Madame, Monsieur, bonsoir, je suis particulièrement heureuse de vous annoncer la naissance de mon petit dernier : la Soupe de mangue au gingembre qui a connu un grand succès hier soir à ma table. J'en suis d'autant plus ravie que sa réalisation est, comme à l'accoutumer chez moi, pour faire dans le superlatif : hyper-simple. En plus, apprécier la mangue relève pour moi un peu d'une gageure/ cf. mes souvenirs antédiluviens (peu reluisants) de dégustation de fruits exotiques à la maternelle. Je me rappelle encore que la seule caractéristique que je lui attribuais alors était sa consistance spongieuse. Depuis, bien de l'eau a coulé sous les ponts. N'empêche, la mangue n'est pas un fruit facile, je veux dire quand il s'agit de l'éplucher et de la couper. Mais une fois ces deux étapes passées, la dégustation reste un pur régal. Pour venir à bout de la demoiselle, je procède quant à moi comme cela : oui, j'aurai sa peau en épluchant tout le fruit, puis j'en viendrai à bout en la coupant en lamelles méthodiquement autour du noyau dans le sens de la longueur. L'opération terminée, délectez-vous visuellement du résultat. Vous le méritez, car que le fruit soit vert, mur, ou blet, l'attaque fut de taille, un peu comme Saint Georges combattant le dragon. Puis passez au traitement de la bête selon l'usage que vous vous voulez en faire. Généralement, prosaïquement, la croquer telle quelle me suffit. Cependant, à force de chercher des accords culinaires (et de repousser l'achat du tant recommandé par Clotilde Culinary Artistry) par tous les bouts de ma modeste mais efficace bibliothèque culinaro-gastronomique, je picore ça et là des idées, des voyages gustatifs. Celui que je vous propose ici est dans le genre accord majeur, voyez donc :
Soupe de mangue au gingembre pour 4 personnes :
4 belles mangues bien faites
1/4 de c.c. de gingembre moulu ou 1 c.c. de gingembre frais râpé
4 fraises : le fruit ou idéalement, piochez-en quelques-unes dans un pot de confiture extra (c'était mon cas, merci maman !)
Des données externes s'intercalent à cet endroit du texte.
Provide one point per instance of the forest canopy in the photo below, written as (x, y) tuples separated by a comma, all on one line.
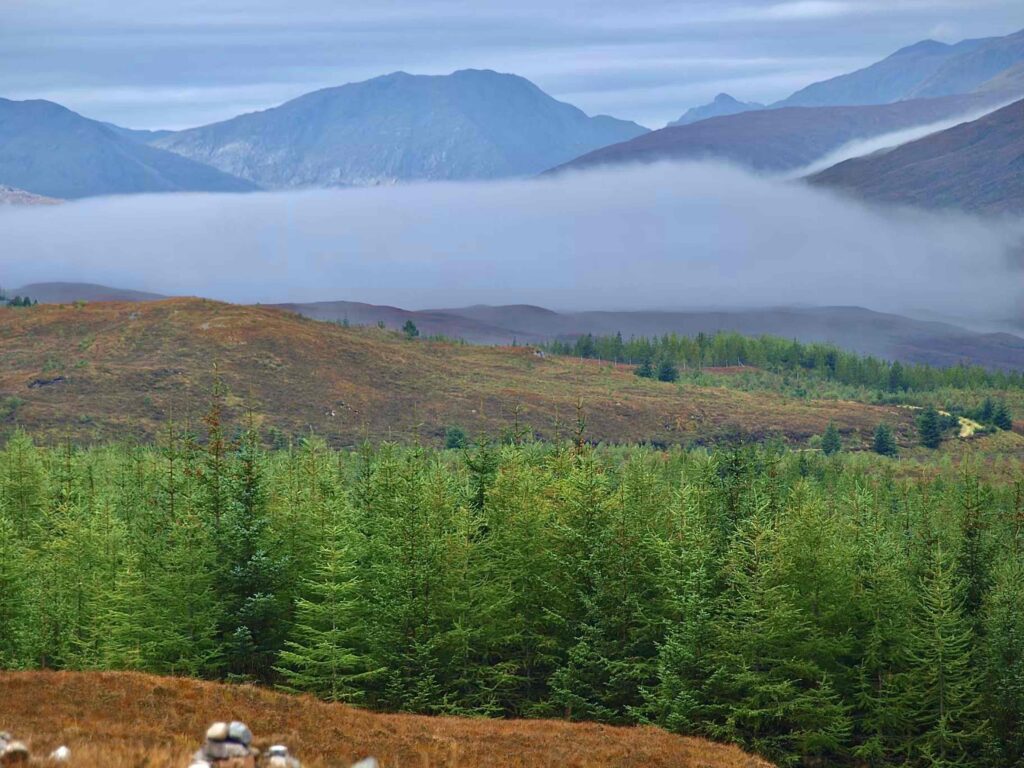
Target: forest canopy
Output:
[(803, 606)]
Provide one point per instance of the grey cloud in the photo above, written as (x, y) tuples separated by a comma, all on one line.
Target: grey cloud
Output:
[(639, 238), (254, 51)]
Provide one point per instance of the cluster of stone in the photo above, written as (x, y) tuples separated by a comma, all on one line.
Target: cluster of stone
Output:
[(226, 745), (12, 752), (279, 757)]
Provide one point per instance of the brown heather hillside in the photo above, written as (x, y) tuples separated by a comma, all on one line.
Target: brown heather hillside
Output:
[(117, 720), (117, 370)]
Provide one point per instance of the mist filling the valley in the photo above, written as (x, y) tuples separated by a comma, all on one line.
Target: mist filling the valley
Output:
[(640, 238)]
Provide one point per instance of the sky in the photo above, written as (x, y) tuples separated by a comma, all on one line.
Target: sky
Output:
[(641, 237), (153, 64)]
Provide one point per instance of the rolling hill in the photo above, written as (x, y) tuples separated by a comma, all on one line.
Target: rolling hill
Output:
[(67, 293), (50, 151), (782, 139), (925, 70), (722, 104), (119, 720), (863, 331), (976, 166), (112, 371), (469, 125), (10, 196), (880, 334)]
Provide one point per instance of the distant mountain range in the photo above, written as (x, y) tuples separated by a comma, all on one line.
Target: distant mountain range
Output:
[(863, 331), (469, 125), (722, 104), (926, 70), (976, 166), (51, 151), (783, 139), (483, 125), (10, 196)]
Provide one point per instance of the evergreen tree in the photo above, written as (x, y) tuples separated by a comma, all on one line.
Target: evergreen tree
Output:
[(884, 442), (645, 370), (326, 656), (830, 441), (455, 438), (667, 371), (1001, 417), (1005, 662), (14, 605), (930, 428), (255, 620), (941, 696)]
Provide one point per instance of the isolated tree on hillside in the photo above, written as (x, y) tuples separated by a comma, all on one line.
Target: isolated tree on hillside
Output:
[(884, 442), (667, 371), (645, 370), (455, 437), (830, 441), (1001, 417), (930, 428)]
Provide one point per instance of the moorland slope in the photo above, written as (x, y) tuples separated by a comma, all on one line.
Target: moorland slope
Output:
[(118, 720), (105, 371)]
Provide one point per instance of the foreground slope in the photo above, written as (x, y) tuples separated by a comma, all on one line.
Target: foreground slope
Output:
[(120, 370), (118, 720), (50, 151), (468, 125), (976, 166)]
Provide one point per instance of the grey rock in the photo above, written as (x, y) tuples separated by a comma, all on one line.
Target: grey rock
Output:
[(240, 732), (217, 732)]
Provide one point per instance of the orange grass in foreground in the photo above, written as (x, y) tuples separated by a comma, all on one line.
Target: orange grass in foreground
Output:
[(126, 719)]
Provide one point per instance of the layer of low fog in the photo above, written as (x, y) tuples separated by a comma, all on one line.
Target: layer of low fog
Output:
[(655, 237), (890, 140)]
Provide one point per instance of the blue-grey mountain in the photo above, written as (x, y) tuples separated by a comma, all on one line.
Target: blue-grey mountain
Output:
[(784, 139), (722, 105), (468, 125), (976, 166), (50, 151), (925, 70)]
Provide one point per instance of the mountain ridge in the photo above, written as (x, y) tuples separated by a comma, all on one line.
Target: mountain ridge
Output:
[(472, 124), (976, 166), (48, 150)]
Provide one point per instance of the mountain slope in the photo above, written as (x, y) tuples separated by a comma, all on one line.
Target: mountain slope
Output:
[(67, 293), (926, 70), (722, 105), (977, 166), (10, 196), (470, 124), (782, 139), (118, 720), (973, 68), (48, 150), (110, 371)]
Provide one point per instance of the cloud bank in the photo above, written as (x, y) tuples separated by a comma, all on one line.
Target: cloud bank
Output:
[(654, 237), (196, 61)]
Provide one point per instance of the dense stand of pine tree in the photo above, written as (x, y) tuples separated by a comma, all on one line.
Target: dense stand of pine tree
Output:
[(772, 353), (817, 610)]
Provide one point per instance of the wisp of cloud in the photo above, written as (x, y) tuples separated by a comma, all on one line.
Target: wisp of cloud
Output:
[(664, 236)]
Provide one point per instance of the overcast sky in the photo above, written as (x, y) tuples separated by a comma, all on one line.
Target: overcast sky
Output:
[(155, 64)]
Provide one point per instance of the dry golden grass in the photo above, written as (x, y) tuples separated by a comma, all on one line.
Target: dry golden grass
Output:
[(125, 720), (126, 368)]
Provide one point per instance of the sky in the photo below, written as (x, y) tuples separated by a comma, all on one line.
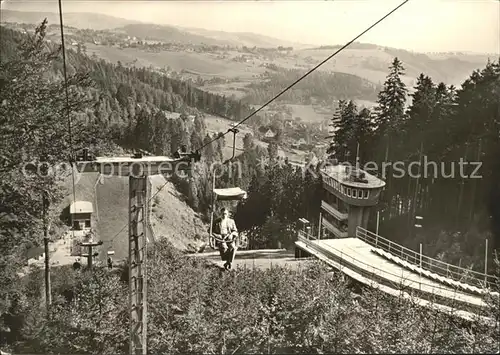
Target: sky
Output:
[(419, 25)]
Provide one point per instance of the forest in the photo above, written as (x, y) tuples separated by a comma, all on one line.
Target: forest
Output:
[(193, 308)]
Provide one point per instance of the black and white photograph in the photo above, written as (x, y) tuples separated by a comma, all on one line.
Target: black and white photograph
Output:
[(249, 177)]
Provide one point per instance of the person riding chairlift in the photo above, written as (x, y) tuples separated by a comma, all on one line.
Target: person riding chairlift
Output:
[(224, 228)]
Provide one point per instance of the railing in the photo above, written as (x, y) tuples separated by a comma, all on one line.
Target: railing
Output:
[(377, 275), (426, 263)]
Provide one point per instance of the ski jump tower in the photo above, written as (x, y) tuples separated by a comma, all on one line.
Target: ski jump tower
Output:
[(138, 168)]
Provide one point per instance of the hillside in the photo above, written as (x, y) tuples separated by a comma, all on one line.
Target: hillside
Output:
[(109, 198), (368, 61)]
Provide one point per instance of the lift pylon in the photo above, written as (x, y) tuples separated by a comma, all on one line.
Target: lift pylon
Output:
[(138, 169)]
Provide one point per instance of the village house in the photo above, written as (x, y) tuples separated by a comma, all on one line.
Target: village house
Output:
[(81, 215), (269, 134)]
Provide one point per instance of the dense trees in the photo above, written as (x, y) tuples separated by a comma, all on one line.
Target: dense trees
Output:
[(34, 144), (324, 87)]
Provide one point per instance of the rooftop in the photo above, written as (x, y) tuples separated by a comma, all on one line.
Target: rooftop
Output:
[(81, 207), (343, 175)]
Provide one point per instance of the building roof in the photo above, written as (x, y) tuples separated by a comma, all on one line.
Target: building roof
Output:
[(339, 173), (230, 193), (81, 207)]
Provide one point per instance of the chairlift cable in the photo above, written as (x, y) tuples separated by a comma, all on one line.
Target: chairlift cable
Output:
[(307, 74)]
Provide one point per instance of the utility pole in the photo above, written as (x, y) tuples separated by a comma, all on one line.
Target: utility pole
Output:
[(48, 293)]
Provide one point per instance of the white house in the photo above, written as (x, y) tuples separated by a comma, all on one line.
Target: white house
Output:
[(81, 215)]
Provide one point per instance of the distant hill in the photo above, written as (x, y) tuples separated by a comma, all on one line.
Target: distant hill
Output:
[(72, 19), (169, 34)]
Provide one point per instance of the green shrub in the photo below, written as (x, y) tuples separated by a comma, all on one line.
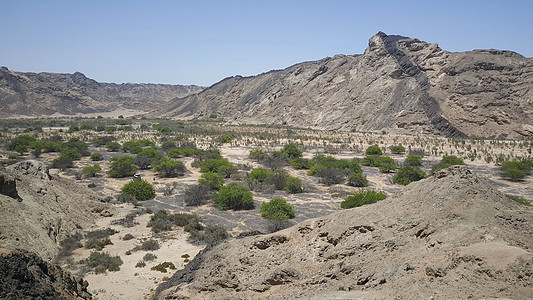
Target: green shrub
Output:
[(259, 174), (257, 153), (140, 189), (92, 170), (363, 197), (397, 149), (413, 161), (516, 170), (406, 175), (277, 209), (373, 150), (357, 180), (97, 157), (293, 185), (221, 166), (448, 161), (212, 180), (233, 196), (101, 262), (170, 168), (122, 166), (211, 234), (302, 163), (292, 151), (112, 146)]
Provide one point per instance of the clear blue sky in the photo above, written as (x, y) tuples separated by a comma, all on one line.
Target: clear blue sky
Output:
[(202, 42)]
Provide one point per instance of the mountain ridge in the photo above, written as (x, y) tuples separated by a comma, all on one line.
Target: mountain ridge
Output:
[(399, 84)]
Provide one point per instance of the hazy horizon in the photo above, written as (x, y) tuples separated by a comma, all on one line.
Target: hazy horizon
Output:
[(203, 42)]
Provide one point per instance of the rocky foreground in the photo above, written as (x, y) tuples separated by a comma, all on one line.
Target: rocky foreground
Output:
[(450, 236)]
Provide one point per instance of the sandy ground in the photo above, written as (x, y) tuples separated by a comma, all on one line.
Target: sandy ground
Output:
[(131, 282)]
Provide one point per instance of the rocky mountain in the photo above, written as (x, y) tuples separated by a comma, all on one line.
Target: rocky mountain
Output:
[(399, 84), (24, 275), (38, 211), (36, 94), (449, 236)]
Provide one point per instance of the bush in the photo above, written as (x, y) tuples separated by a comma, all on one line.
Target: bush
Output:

Préparez les mangues comme indiqué dans le texte ci-dessus. Mixez-les soit avec un mixer plongeant, soit au blender de façon à les réduire en soupe. Ajoutez le gingembre, mixez de nouveau 15 secondes. Répartissez la soupe dans 4 verrines, réservez au frais. Au moment du service, décorez avec une fraise/personne.
Vous pouvez accompagner ces verrines de mini-muffins ou de cup cakes (= fairy cakes) parfumés avec de la poudre d'amandes.
Blog scriptum : comme pour ma verrine de fraises au confit d'amandes, je ne peux résister à l'enthousiasme du nouveau concours lancé par 750g.com et poste également cette recette a posteriori mais j'y tenais. Verrinez bien !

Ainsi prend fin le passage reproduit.